LSE - Small Logo
LSE - Small Logo

Eva Połońska-Kimunguyi

May 10th, 2022

War, Resistance and Refuge: Racism and double standards in western media coverage of Ukraine

0 comments | 74 shares

Estimated reading time: 5 minutes

Eva Połońska-Kimunguyi

May 10th, 2022

War, Resistance and Refuge: Racism and double standards in western media coverage of Ukraine

0 comments | 74 shares

Estimated reading time: 5 minutes

The Russian invasion of Ukraine has led to the death of civilians, destruction of lives and livelihoods, and displacement of millions of people. It has also attracted unprecedented media coverage, explains Dr Eva Połońska-Kimunguyi, a Research Fellow in the Department of Media and Communications. This article is based on her research project that explores political and media constructions of the war and highlights their contradictions, racism, and open hypocrisy.

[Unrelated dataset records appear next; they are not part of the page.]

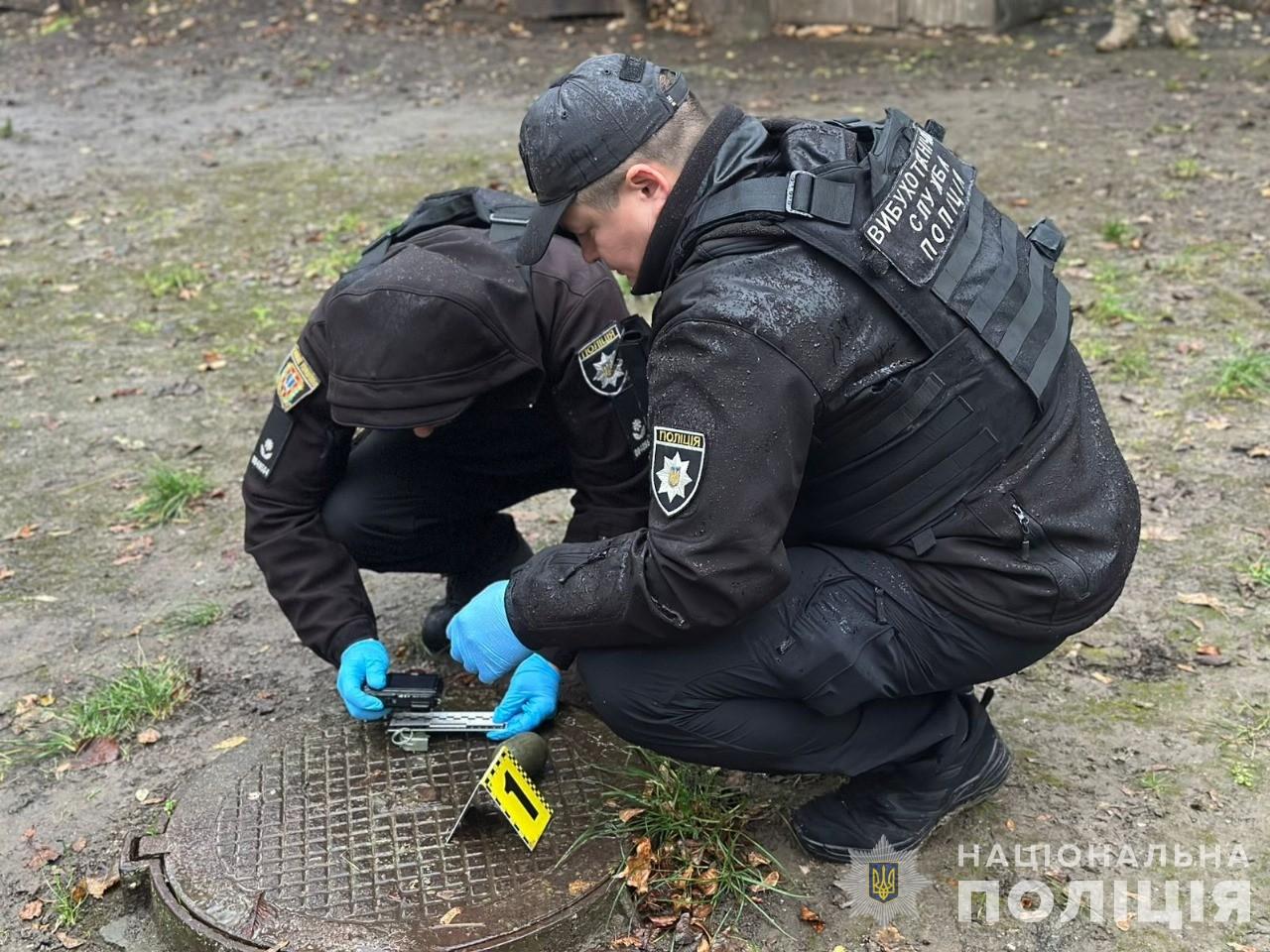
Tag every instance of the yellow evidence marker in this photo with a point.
(516, 797)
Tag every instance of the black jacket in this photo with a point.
(529, 348)
(769, 350)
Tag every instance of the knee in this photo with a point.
(619, 698)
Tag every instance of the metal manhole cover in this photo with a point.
(330, 838)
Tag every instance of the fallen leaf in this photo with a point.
(812, 919)
(96, 887)
(42, 857)
(1202, 598)
(135, 549)
(98, 752)
(769, 883)
(639, 867)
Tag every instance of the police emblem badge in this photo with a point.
(601, 366)
(679, 458)
(296, 380)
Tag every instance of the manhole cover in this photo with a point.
(330, 838)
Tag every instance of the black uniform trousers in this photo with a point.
(407, 504)
(847, 670)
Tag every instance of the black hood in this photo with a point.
(444, 321)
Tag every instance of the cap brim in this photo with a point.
(400, 417)
(543, 225)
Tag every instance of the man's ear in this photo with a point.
(653, 180)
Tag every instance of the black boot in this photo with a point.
(906, 802)
(462, 587)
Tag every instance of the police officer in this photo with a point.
(477, 384)
(880, 472)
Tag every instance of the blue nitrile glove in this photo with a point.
(481, 639)
(365, 661)
(530, 698)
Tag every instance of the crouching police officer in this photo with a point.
(479, 384)
(880, 472)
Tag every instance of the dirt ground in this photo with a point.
(258, 143)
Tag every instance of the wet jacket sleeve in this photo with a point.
(720, 556)
(312, 576)
(611, 488)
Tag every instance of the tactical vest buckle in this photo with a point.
(798, 199)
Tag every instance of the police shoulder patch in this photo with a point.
(296, 380)
(601, 366)
(679, 461)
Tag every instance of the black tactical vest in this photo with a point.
(911, 222)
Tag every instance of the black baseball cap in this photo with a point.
(584, 126)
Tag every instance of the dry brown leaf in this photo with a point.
(96, 888)
(769, 883)
(99, 751)
(1202, 598)
(42, 857)
(135, 549)
(639, 867)
(812, 919)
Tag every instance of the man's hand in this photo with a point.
(530, 698)
(365, 661)
(481, 639)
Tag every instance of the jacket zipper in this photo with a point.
(1033, 530)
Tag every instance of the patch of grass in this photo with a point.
(1132, 366)
(169, 494)
(199, 615)
(66, 898)
(141, 693)
(691, 842)
(1243, 376)
(172, 280)
(1118, 232)
(1187, 169)
(1257, 572)
(58, 24)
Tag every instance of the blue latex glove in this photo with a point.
(530, 698)
(481, 639)
(365, 661)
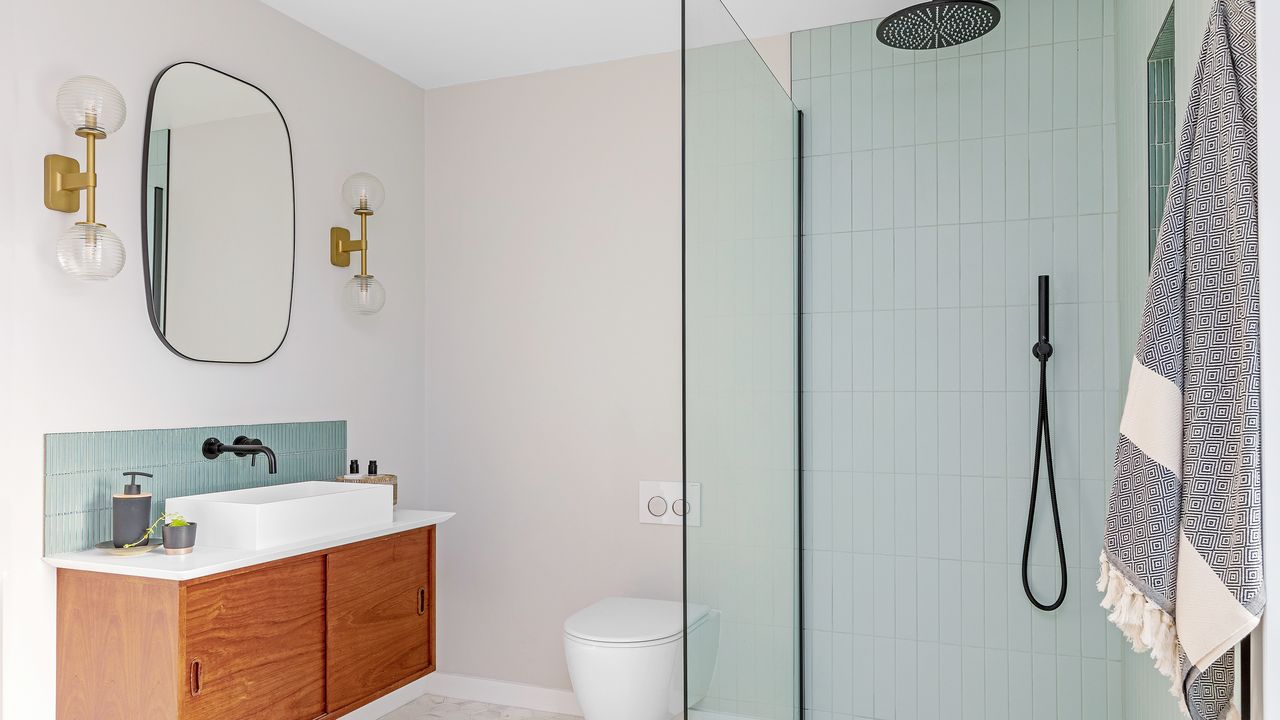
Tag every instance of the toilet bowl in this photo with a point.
(626, 661)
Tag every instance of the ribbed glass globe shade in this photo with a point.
(364, 295)
(362, 191)
(88, 101)
(90, 253)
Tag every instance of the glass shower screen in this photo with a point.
(740, 264)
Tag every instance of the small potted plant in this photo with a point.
(179, 536)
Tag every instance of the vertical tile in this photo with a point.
(863, 285)
(1015, 17)
(882, 108)
(972, 265)
(841, 126)
(1089, 17)
(840, 49)
(926, 185)
(997, 684)
(1041, 89)
(1041, 174)
(863, 191)
(1089, 171)
(1041, 22)
(1065, 91)
(862, 36)
(970, 192)
(993, 94)
(949, 182)
(842, 273)
(1018, 91)
(1065, 19)
(970, 98)
(841, 192)
(1016, 177)
(800, 41)
(949, 267)
(1089, 77)
(904, 105)
(818, 141)
(928, 682)
(926, 103)
(886, 669)
(993, 274)
(949, 100)
(860, 110)
(927, 274)
(883, 186)
(819, 51)
(993, 180)
(1065, 168)
(904, 187)
(927, 546)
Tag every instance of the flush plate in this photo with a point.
(662, 504)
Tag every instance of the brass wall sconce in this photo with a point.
(86, 250)
(362, 294)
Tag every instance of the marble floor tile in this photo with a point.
(435, 707)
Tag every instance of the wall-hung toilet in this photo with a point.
(626, 661)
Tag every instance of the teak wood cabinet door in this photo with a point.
(255, 643)
(382, 607)
(301, 638)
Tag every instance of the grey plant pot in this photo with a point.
(181, 540)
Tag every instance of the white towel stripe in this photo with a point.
(1153, 418)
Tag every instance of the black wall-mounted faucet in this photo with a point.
(214, 447)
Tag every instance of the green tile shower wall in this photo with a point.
(83, 469)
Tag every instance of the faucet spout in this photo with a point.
(214, 447)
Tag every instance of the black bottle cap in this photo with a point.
(132, 487)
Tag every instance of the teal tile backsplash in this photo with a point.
(83, 469)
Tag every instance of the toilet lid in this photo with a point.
(630, 620)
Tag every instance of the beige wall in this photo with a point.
(553, 352)
(85, 352)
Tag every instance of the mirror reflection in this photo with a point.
(218, 210)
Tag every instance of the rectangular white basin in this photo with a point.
(275, 515)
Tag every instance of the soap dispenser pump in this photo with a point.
(131, 511)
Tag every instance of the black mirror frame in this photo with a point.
(146, 254)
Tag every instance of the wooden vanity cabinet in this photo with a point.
(302, 638)
(380, 616)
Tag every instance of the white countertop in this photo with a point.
(206, 560)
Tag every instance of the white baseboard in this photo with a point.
(501, 692)
(391, 701)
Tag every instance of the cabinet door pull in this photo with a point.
(196, 678)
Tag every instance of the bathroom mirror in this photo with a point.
(218, 217)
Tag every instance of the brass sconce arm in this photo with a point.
(64, 180)
(341, 246)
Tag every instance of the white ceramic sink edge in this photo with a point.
(275, 515)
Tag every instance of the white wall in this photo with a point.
(1267, 670)
(553, 356)
(85, 355)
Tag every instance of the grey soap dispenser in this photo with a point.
(131, 511)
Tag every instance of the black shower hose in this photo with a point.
(1042, 437)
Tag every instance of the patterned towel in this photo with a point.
(1182, 566)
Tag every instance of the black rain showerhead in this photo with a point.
(940, 23)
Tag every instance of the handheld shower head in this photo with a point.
(940, 23)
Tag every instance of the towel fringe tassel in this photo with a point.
(1144, 624)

 The distinct character of the coverage of the war in Ukraine suggests that whether the war is covered or not, whether civilian fighters are seen as heroes or suspects, whether refugees are deemed worthy or not, largely depends on the racial background of its subjects. Racism remains a dominant organising force of the global politics of war.

Wars of other people: do brown and black lives matter?

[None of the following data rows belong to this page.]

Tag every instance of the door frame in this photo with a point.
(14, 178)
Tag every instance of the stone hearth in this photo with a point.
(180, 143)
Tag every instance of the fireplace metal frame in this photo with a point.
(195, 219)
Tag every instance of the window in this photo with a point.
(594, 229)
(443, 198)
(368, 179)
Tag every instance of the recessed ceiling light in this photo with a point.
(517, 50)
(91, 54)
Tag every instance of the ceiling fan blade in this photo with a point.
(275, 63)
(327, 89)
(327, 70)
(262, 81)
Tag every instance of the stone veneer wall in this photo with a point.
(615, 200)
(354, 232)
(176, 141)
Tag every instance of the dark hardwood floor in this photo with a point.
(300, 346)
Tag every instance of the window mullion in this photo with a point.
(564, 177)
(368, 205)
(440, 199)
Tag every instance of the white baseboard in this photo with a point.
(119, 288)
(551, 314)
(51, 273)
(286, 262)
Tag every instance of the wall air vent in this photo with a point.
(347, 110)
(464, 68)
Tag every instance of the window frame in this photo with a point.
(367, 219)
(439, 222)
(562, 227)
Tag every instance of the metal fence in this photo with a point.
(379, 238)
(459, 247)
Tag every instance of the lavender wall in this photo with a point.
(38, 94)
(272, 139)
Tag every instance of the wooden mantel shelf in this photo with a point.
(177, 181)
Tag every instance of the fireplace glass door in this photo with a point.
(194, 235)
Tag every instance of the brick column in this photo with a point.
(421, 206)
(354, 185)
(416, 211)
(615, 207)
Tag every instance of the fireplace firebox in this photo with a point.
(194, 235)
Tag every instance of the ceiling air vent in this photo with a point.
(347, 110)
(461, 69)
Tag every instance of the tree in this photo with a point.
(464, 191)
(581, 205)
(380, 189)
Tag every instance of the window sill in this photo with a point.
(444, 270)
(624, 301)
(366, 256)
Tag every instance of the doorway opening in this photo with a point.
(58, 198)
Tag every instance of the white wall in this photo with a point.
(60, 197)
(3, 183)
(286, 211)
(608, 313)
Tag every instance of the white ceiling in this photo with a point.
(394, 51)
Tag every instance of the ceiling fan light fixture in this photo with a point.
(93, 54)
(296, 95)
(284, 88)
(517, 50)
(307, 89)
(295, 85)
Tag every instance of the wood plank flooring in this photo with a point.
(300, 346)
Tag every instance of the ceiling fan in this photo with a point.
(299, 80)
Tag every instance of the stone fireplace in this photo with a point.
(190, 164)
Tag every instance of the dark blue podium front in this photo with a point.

There was an initial confusion about the kind of words to describe the developments in Ukraine when the images of Russian tanks rolling into its territory emerged. The special military operation, a term promoted in Russia’s official narrative of the invasion, did not find traction amongst western media with global aspirations. The New York Times, for example, talked about tensions, the German broadcaster Deutsche Welle chose to inform on a war and the BBC spoke of a large military offensive. The Financial Times aimed at a bit of precision by calling it Putin’s war. The CNN reported on Russia early movements as an invasion, as did the French international broadcaster which talked about the Russian invasion from the start. Europe’s top officials condemned the Russian aggression and a hideous and barbaric venture of Vladimir Putin. Whatever the choice of words each outlet decided to use, news stories began pouring by the hundreds.

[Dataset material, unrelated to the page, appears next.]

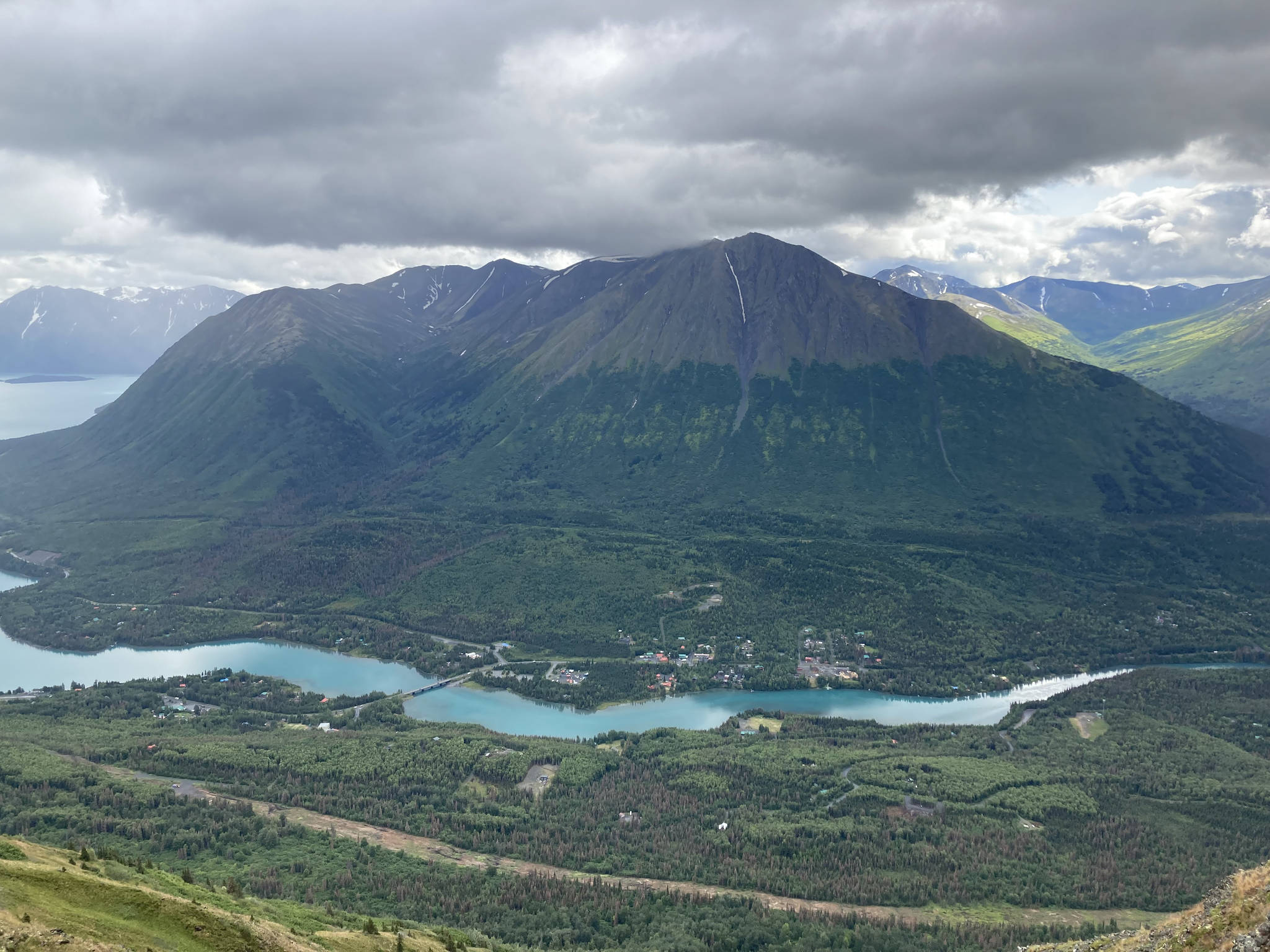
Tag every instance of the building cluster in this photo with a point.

Other wars have been covered largely with a veil of silence. The war in Yemen, for example, has entered its eighth year. Over 400,000 people have been killed and almost four million have been displaced. Saudi Arabia and its coalition keep bombing and blocking the cities, depriving the people of food and medicine. Western countries keep supplying the weapons to Saudi Arabia and stay silent on the growing death toll. Global media have dedicated a handful of stories to this ‘catastrophe.’ The lives of the Somalis, Eritreans, Palestinians or Yemenis are seen as less newsworthy, their plight as undeserving of the audience’s attention.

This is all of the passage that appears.